Can this be safely/efficiently virtualized? I love using these tools but post-spectre I could understand people being hesitant to expose more internal "state" (I.e. Technically unique to a VM but only one processor bug away from kaboom?).

Congrats on the job.

Thanks! We have to work through each capability carefully. Some won't be safe, and will be available on bare-metal instances only. That may be ok, as it fits with the following evolution of an application (this is something I did for some recent talks):

  1. FaaS
  2. Containers
  3. Lightweight VMs (e.g., Firecracker)
  4. Bare-metal instances
As (and if) an application grows, it migrates to platforms with greater performance and observability.

The ship has sailed on neighbor detection BTW. There's so many ways to know you're a VM with neighbors that disabling PMCs for that reason alone doesn't make sense.

The ship has sailed on neighbor detection BTW.

In the crudest sense of "do I have a neighbour", sure. Of course, that's hardly secret -- if you're in EC2 you can just count your CPUs to figure that out.

But there's more questions you can ask:

1. Is my neighbour busy right now?

2. Is my neighbour a busy web server, a busy database, or a busy application server?

3. Is my neighbour hosting Brendan's website?

4. Is my neighbour hosting Brendan's website and he's logged in writing a blog post in vi right now?

5. What's Brendan writing right now?

It's not immediately clear which of these questions can be answered using certain capabilities! Few people would have guessed that you could read text off someone's screen using hyperthreading prior to 2005, for example. (Pretty simple although I don't know if anyone has published exploit code for it: Just look at which cache lines are fetched fetching glyphs to render to the screen.)

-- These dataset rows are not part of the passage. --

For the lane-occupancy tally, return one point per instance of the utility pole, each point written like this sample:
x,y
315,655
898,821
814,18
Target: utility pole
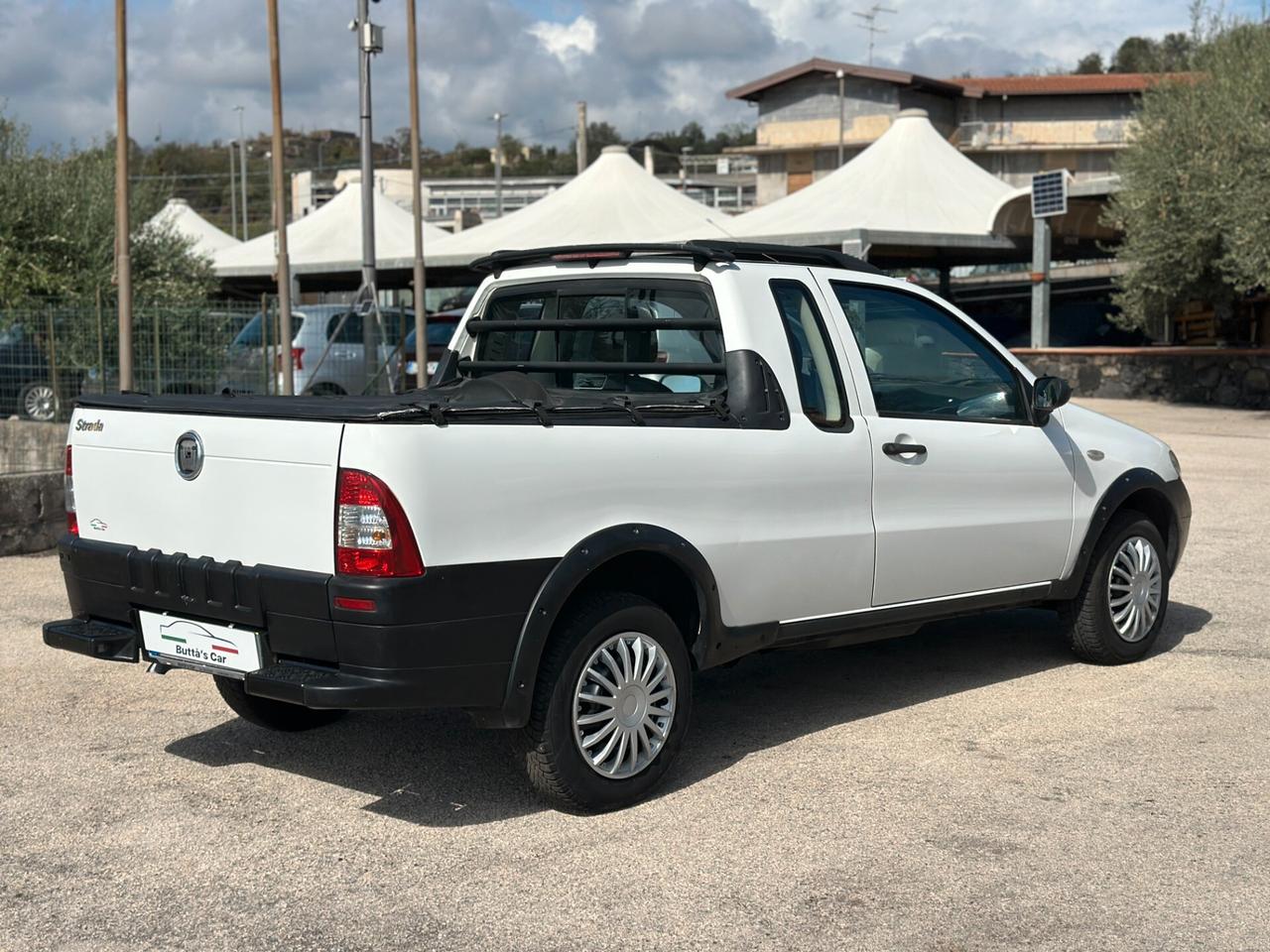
x,y
280,209
842,116
421,313
370,41
1040,282
498,163
241,168
232,194
870,23
122,238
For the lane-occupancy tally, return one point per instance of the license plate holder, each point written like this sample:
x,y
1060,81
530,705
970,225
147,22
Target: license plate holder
x,y
204,647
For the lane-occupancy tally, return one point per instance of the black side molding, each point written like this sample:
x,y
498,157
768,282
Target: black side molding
x,y
112,643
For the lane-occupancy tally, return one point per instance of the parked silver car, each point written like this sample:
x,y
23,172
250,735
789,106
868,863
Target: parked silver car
x,y
326,352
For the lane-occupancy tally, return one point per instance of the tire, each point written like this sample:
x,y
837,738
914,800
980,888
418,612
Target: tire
x,y
272,715
554,760
1087,620
37,402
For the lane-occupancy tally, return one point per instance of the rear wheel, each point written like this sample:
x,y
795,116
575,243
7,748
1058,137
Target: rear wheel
x,y
272,715
1120,608
611,706
39,402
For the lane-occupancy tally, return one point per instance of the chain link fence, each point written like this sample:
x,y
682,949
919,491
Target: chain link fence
x,y
53,353
50,354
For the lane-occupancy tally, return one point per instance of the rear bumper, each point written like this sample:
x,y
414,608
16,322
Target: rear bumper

Congrats man, it sounds like a dream job for you. It will be fun to follow your blog at your next job. Thanks again for sharing everything that you do, it is so incredibly humbling and such a great learning experience.
On AMD systems, many hardware performance counters are locked behind BIOS flags/configuration.

I admit that I don't know how Intel works, but disabling the use of these performance-counters at startup should be sufficient for any potential security problem.

I'd expect that only development boxes (maybe staging?) would be interested in performance counters anyway. Maybe the occasional development box could be setup for performance-sampling and collecting these counters, but not all production boxes need to be run with performance-counters on.

No I want these performance counters everywhere. Obviously I know they can be disabled but that doesn't really help.

I also really want them in CI but that might be a long way away.

Being able to collect performance data from production boxes is invaluable.
Yes, getting LBR data from production workloads is the whole ballgame for AutoFDO/SamplePGO and BOLT/Propeller. You cannot access the LBR on any EC2 machine short of a "metal" instance.
When it comes to PGO (vs. profiling the whole system) though it's worth noting that a lot of the speedup comes from things which are too trivial for us humans to consider.

When I profiled the D compiler with and without PGO enabled it became obvious that a lot of the speedup of PGO basically comes just from running the program, the choice of testcases made almost no difference.

> not all production boxes need to be run with performance-counters on.

Production is exactly the place where you want full performance counter support, all the time, everywhere, on every machine.

Right. That's all good, but the important question is: what will your desk look like at Intel?[1]

1. Meta: https://twitter.com/brendangregg/status/1515482126871044098

One question: are you hiring?